5 Tips for Dealing with Toxic Workplaces

At work, situations often get personal despite everyone’s best efforts to keep their interactions on a professional level. Things can take a bad turn and eventually, your small business will suffer.

People chalk up abrasive attitudes and snippy behavior to the pressures of the job (or a lack of caffeine). Rifts and rivalries form, tearing at the cohesiveness of your workforce. Obviously, a productive environment this is not.

The backbiting and bouts of inappropriate banter that make workplace sitcoms so entertaining on TV—The Office is a prime example—aren’t so funny in the real world. Worse, left unchecked, such behavior not only leaves behind dissent in its wake, it can land a company in court.

Some of the biggest offenders, according to management consultant Ken Lloyd, are “office idiots who don’t recognize the value of diversity.” They operate on outmoded stereotypes, he says, oblivious to the benefits that a diverse workforce and the creativity it fosters can bring to a business.

Lloyd has a PhD in organizational behavior and is a speaker and frequent media contributor. In his book, Office Idiots: What to Do When Your Workplace is a Jerkplace, he delves not only into cringe-worthy examples of bad behavior in business settings, he also offers managers and employees a way to combat them. Here are some of his suggestions.

How to Create a Jerk-free Office

1. Take Action

“They’re not going to go away,” says Lloyd of office idiots. So don’t let their crimes against workplace harmony go unchallenged.

Avoid jumping into an explosive confrontation. “Focus on behavior, outcomes and performance,” he says. Addressing these factors, and avoiding quirks and other traits of the offender’s personality, diffuses a lot of defensiveness that can otherwise form the situation.

By sidestepping the drama, misbehaving colleagues are likelier to improve and resolve matters professionally.

2. Don’t Enable It

Without realizing it, “it’s very easy to be an enabler of office idiocy,” laments Lloyd.

How often do you let the office chatterbox monopolize your time and attention? When did you last complete a coworker’s assignment while your own to-do list grows?

Unless you’re earning another paycheck for doing another person’s job in addition to yours, knock it off. “If you don’t say something and act assertively, you’re rewarding [the behavior],” says Lloyd.

3. Minimize Multitasking

“Do not put up with the myth of multitasking,” advises Lloyd.

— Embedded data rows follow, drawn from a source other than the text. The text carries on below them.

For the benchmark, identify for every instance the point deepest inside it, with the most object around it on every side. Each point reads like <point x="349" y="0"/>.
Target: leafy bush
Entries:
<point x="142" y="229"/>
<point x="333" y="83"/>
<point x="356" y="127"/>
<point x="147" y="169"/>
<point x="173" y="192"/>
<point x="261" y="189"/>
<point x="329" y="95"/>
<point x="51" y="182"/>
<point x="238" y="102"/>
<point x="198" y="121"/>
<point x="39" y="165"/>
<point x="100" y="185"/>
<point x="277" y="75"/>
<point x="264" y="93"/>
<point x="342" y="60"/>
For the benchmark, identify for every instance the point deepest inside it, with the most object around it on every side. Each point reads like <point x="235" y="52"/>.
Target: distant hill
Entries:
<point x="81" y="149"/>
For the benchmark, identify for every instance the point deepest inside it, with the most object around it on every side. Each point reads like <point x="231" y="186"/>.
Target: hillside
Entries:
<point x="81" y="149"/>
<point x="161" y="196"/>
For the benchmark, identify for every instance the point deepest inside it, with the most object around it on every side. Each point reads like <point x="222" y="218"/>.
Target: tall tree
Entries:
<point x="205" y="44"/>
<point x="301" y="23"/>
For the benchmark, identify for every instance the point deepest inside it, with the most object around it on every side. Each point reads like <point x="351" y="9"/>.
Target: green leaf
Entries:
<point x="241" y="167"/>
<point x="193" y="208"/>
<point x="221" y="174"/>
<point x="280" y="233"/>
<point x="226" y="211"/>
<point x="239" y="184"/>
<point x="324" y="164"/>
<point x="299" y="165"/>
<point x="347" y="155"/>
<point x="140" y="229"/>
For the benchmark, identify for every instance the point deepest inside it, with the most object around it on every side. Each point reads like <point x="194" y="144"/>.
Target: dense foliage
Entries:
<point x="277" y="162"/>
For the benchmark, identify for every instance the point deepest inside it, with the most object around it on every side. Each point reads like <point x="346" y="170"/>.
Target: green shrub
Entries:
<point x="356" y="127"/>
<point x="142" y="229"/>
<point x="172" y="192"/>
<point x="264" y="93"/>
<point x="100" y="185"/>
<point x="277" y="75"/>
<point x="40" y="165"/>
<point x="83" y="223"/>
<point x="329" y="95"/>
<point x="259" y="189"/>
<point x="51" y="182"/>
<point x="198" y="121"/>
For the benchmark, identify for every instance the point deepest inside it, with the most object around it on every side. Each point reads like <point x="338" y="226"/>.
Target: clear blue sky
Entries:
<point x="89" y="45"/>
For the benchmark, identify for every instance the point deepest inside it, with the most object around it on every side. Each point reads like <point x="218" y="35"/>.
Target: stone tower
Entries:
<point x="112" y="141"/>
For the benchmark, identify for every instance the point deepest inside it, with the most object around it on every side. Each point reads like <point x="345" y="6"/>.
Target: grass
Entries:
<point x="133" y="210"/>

Studies have shown that people are not as good at juggling their workloads as they think they are. “People cannot successfully and effectively handle multiple high-level tasks at the same time,” he says.

In the workplace, this means that colleagues with their noses buried in their iPhones aren’t actually listening to what you’re saying. And don’t bet on them being fully invested in the task at hand.

Both can lead to friction at the office, so discourage multitasking and restore focus for better office interactions and workflows.

4. Stay Out of Email Battles

Email has a funny way of warping what you mean to say.

“Email is great for communicating facts and figures,” but terrible at conveying emotions and a poor platform for arguments, warns Lloyd. In face-to-face interactions, “80 percent of the information we send is nonverbal,” he informs.

In short, a lot of information and intent is lost in the short amount of time it takes an email to hit your inbox. If you see an email battle brewing, “pick up your feet, or at least pick up the phone,” advocates Lloyd. Your inbox and your blood pressure will thank you.

5. Don’t Be an Office Idiot

Look inward; chances are that you sometimes engage in the behaviors that infuriate your officemates.

Assess how you treat people. If you find yourself falling short, make an effort to “truly treat them with respect and trust,” says Lloyd. Engage in active listening for rewarding interpersonal communications and to avoid potential schisms.

Ultimately, “manage by the golden rule,” recommends Lloyd.